I come from a Windows and Mac environment and I now happily use Linux Mint. It has a similar aesthetic and is really easy to use. I think not recommending newbies Arch would be a good start.
- All of the basics should just work well out of the box with minimal tweaking. Yes even NVIDIA stuff.
- The software center needs a massive overhaul. It feels like an afterthought by people who would rather use a command line.
Im not sure the software center being half baked is even the real problem.
One of the nice things about Windows is that you dont need a central, curated, repository for software. You can google the thing you want and just download an msi/exe of the latest stable version and, 99.9% of the time, leading back to your first point, it will just work.
What? That is easiest one of the worst parts of windows. It’s just that people are used to this dumb endeavour
Why do you think its bad? From a secruity standpoint its obviously not great, but its undeniably more convenient than running a curl command to pull in a third party .repo file, yum update and yum install to get something that isnt easily available in my base repos.
Nothing more convenient then a central “app store”. apt search, apt install is all I need. But I undersntd that people don’t like it, that don’t know it.
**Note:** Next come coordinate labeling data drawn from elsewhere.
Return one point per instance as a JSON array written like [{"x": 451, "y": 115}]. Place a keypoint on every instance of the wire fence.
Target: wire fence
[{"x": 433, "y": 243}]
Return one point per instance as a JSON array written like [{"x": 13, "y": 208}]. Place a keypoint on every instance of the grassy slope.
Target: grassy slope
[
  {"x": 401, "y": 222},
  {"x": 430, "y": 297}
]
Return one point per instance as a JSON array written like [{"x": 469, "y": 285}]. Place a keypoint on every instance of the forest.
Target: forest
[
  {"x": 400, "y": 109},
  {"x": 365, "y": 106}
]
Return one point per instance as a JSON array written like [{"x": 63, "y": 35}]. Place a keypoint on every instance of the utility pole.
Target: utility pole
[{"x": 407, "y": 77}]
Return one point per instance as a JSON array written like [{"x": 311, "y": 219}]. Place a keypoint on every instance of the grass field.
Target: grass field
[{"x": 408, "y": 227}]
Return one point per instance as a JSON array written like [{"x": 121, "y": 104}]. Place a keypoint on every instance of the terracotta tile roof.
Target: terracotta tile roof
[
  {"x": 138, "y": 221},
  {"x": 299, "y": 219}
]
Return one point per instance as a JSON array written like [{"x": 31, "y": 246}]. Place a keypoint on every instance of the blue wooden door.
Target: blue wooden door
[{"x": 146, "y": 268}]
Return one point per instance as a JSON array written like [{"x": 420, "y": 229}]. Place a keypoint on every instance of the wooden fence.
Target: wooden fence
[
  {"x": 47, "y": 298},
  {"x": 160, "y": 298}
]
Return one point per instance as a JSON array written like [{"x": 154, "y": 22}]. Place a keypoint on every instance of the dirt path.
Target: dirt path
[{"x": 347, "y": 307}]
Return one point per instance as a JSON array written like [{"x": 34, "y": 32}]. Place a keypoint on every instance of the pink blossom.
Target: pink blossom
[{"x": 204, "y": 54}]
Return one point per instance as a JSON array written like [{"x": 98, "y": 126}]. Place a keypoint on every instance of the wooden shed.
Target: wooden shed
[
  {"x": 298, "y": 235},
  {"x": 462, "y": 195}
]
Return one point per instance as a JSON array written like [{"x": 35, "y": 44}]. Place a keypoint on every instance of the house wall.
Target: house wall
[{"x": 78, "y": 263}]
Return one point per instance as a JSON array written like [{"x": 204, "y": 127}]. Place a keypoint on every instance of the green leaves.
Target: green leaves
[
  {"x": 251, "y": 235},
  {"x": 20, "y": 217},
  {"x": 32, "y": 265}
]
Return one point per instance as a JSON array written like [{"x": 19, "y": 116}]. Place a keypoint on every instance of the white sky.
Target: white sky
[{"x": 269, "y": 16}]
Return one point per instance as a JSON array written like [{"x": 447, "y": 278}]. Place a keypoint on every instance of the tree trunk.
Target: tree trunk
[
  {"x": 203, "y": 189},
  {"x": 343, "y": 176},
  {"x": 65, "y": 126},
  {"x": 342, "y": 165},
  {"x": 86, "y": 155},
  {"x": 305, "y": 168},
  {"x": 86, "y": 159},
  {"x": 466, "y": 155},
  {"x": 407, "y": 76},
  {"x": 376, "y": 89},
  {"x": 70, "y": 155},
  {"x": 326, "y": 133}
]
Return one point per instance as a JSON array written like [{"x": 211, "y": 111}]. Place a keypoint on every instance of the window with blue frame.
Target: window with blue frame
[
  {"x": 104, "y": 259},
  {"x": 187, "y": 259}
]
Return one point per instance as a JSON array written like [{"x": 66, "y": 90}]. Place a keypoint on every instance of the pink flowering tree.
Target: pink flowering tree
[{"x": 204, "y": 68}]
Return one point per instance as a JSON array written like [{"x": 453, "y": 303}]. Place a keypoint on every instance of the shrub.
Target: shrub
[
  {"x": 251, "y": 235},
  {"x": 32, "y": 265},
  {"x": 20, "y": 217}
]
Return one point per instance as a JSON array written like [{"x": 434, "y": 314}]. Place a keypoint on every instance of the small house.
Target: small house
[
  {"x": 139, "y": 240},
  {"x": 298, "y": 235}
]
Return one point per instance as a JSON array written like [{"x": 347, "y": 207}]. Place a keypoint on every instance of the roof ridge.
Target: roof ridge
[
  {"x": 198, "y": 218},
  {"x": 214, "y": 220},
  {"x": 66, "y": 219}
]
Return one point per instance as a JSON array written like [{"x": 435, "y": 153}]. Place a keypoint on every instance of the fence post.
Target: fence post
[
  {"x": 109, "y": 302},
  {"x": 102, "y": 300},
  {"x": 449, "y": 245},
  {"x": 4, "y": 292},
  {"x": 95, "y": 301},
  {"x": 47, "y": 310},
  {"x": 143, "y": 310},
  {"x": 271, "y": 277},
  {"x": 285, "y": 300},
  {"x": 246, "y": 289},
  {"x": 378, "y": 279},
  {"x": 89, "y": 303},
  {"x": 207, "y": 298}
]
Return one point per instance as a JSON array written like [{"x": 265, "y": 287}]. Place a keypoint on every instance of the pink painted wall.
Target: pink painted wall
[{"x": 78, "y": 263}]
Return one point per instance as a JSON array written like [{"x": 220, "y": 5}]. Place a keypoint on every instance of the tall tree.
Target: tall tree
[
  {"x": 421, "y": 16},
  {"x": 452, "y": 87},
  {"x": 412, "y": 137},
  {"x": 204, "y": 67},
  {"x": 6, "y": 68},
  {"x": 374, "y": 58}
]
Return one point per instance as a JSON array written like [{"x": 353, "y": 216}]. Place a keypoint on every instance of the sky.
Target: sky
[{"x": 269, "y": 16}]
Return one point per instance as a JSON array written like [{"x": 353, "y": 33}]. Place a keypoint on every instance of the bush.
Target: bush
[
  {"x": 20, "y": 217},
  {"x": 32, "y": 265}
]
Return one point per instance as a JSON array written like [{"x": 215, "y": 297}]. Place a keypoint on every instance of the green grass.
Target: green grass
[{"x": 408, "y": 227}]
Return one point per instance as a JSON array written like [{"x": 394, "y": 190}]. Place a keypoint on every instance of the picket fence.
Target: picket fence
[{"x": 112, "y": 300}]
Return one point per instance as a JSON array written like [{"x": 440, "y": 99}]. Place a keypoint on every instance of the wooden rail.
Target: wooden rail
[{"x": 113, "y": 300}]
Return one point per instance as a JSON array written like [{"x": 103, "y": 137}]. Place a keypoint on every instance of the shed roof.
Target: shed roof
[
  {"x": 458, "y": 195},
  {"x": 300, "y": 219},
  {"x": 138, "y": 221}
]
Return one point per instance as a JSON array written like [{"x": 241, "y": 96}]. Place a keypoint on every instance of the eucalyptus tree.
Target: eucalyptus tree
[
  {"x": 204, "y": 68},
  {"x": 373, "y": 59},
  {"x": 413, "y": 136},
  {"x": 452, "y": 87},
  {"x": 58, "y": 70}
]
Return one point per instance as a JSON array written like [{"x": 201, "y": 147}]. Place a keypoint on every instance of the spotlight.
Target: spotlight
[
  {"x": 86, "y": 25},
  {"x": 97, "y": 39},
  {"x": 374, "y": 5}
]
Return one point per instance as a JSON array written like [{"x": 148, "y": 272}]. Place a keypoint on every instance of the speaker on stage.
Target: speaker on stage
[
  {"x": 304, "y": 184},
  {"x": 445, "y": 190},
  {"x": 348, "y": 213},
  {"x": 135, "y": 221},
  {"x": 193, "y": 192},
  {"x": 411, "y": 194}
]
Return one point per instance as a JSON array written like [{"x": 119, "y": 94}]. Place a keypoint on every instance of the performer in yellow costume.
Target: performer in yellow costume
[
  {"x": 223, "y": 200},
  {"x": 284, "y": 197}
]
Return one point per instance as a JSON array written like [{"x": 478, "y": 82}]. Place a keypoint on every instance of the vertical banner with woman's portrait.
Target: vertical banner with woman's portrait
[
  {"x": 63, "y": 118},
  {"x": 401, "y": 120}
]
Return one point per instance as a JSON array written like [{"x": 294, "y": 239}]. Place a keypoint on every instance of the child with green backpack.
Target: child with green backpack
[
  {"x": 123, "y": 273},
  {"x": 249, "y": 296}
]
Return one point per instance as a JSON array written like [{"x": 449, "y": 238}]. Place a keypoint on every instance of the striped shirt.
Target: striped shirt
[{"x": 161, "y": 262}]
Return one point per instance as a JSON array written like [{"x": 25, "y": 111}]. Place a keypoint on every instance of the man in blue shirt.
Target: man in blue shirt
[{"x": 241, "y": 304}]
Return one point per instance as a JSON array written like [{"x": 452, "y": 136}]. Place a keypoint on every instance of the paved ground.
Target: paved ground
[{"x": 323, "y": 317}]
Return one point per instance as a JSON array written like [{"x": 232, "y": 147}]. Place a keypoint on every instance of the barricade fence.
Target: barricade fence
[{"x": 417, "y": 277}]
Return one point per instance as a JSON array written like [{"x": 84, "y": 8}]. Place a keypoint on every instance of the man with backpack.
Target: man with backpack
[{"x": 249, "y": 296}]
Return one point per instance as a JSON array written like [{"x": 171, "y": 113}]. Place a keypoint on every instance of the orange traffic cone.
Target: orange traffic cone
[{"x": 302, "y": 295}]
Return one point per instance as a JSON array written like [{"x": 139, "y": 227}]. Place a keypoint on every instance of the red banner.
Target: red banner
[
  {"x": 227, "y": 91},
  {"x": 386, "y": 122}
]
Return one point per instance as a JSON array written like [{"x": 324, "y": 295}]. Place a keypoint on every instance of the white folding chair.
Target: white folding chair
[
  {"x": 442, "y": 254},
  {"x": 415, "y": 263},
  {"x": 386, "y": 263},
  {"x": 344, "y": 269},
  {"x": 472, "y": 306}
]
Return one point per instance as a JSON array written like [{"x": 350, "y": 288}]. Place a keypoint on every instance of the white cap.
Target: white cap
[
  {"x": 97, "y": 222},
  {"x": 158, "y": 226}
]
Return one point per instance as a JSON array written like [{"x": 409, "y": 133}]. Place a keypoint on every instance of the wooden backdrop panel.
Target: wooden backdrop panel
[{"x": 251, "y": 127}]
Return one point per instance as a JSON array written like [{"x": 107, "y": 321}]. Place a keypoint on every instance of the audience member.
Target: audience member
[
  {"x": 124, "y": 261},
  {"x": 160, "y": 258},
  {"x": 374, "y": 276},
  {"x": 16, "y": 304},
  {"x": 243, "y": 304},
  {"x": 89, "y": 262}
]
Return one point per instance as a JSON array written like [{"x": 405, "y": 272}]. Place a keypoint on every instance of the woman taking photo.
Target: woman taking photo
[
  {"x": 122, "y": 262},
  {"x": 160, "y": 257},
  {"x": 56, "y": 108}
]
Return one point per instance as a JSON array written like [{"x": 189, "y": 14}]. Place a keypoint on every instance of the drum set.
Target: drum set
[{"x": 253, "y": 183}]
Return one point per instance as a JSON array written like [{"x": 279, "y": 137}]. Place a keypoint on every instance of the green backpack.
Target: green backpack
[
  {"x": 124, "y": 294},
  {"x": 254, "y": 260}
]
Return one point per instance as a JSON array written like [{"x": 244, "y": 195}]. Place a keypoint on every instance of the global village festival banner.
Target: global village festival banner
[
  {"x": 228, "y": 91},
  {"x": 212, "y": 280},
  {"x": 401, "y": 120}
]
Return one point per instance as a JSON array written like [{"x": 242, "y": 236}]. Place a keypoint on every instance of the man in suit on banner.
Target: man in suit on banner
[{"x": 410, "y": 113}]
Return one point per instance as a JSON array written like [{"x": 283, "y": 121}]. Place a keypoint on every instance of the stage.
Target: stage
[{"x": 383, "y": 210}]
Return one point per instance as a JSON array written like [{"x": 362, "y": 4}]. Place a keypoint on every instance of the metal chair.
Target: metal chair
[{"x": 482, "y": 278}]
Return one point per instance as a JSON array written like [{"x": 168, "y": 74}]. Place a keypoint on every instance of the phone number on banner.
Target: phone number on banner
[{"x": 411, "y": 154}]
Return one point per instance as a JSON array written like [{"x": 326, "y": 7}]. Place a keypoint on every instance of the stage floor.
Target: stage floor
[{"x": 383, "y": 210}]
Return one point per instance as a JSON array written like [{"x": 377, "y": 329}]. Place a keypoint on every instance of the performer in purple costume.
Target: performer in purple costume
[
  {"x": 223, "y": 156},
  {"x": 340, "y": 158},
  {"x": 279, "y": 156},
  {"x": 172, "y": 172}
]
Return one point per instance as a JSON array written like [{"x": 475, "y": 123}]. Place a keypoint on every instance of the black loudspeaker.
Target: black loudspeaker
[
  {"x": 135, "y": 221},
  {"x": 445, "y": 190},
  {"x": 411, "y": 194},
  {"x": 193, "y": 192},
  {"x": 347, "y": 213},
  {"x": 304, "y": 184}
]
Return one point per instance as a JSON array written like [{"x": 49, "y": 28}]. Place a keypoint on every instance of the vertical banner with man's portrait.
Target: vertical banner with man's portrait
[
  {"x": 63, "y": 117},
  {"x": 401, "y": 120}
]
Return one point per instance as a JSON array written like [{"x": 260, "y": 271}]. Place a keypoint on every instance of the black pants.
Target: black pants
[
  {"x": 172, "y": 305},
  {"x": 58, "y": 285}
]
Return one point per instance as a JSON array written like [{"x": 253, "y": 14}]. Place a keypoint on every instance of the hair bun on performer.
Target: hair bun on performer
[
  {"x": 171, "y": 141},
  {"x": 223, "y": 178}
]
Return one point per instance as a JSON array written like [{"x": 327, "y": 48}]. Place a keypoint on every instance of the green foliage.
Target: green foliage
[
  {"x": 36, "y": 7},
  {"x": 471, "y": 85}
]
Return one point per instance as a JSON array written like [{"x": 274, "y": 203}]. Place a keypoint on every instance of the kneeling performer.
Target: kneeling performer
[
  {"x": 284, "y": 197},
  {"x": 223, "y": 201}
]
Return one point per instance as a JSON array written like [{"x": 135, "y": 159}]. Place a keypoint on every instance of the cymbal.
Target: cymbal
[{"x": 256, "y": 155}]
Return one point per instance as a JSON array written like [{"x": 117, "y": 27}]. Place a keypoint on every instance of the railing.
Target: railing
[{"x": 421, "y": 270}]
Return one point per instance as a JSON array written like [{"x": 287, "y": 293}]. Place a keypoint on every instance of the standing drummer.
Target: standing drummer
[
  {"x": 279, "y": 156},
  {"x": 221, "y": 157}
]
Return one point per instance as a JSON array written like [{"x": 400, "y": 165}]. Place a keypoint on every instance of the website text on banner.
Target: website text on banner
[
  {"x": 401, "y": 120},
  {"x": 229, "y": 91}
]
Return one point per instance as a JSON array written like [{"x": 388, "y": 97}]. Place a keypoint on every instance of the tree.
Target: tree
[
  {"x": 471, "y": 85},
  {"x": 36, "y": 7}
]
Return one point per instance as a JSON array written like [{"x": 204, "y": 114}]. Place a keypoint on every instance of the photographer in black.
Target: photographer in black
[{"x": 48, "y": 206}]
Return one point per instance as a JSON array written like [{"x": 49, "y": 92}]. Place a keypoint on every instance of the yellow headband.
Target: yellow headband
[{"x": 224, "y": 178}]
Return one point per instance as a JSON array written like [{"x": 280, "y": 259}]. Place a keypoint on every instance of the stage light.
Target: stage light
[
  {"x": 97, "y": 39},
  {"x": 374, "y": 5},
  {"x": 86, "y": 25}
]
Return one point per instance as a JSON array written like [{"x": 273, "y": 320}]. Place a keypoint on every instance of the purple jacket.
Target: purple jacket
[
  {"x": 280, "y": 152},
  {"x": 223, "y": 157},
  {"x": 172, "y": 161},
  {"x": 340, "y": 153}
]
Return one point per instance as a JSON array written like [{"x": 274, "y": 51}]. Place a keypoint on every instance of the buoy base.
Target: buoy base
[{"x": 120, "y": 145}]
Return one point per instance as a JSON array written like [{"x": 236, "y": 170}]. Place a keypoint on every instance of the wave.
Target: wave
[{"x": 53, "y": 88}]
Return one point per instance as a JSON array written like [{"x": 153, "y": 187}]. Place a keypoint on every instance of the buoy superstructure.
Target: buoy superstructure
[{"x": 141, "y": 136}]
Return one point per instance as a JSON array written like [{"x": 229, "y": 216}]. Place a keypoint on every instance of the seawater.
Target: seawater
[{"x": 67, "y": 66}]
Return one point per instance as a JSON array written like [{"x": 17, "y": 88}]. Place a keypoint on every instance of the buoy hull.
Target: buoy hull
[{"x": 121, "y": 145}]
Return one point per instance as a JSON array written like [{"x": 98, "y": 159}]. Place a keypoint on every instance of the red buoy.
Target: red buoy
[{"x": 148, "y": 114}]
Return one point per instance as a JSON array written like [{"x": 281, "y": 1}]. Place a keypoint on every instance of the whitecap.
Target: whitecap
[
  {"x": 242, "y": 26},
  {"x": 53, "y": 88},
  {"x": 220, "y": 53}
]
What’s convenient about googling for software, downloading ominous files and clicking through an install wizard and most likely installing some adware and unwanted search bars? It’s crazy people see it like that.
Even the other posters in this thread are talking about flatpak and appimage. I’ll never understand that way of thought.
To be honest, one part is what everyone mentioned here. Not being preinstalled and all that.
The other part is that unfortunately at least according to my own expirence as a Linux noob a few years ago some Linux communities can be very toxic. If you’re asking questions of how to do X and someone comes along and is all “why do you even want to do X if you could also do Y? Which is something entirely different but also does something vaguely similar”
That’s one if the things.
And then other curiosities. I cannot for example for the life of me get my main monitor to work under Linux with any new Kernel version. My Laptop just refuses to output to it or the second monitor attached via Display port daisychaining. On the older version it works, on the newer it’s broken. I have tried troubleshooting this problem for over half a year and it’s still broken. And that’s out of the Box on Ubuntu LTS…
So i don’t really understand this question. There are major roadblocks. With Wayland which is default for Ubuntu now those roadblock jist became bigger. Screensharing in multiple Apps including slack is outright broken unless you use the shitty webapp. The main player Office 365 largely doesn’t work at all on Linux. All these things that should work for a Desktop operating System don’t work out of the Box as they should.
That’s why people aren’t using it and companies aren’t preinstalling it.
Preinstalled.
Like, were nerds and we fuck with our computers n stuff. But most people are lucky to know what a power cord is.
Honestly if Linux with a good DE like KDE or Cinnamon was already on their PC at boot they would figure it out. Most people just use a web browser anyways.
I have my dad on Mint for years. Setup browser and email program and told him to click on that little shield and do updates when it’s there. You can set the shield icon to only appear in case of updates. I sometimes have to update between versions. I think he is still on 21.0 and now 21.2 is out already.
I think that is not a question Linux users can answer. I feel so out of touch with what the average joe needs and wants in an OS. Ask them.
The installation process and the fear of frying your computer can actually be a no-no for some users. (Not that it actually happened or can happen but some people are just really scared of doing this type of thing) Like the Linux experiment said : we need to have more accessible Linux hardware like we have Windows Laptops and desktops.
Fortunately we have some and are getting more options with the framework laptops, and there are some other hardware manufacturers who have Linux compatibility as a priority
It’s still software support. Yes, there are many great alternatives, but not being able to use apps like everyone and not being aplble to keep the apps you have is just too complicated for many
I recently changed and could only do it because of ChatGPT. There are a lot of things that work different in Linux, like package managers, the file system in general, the focus on terminal, stuff that works different with different distros. For almost all questions, ChatGPT helped me within seconds. This is even more true, when I kinda don’t know, what my question actually is. Then it helps to give me some good buzzwords to Google for. If I would have done this with just reddit and forums and stack or something, I’d get so much non-helping, gatekeeping, belittling answers - if any.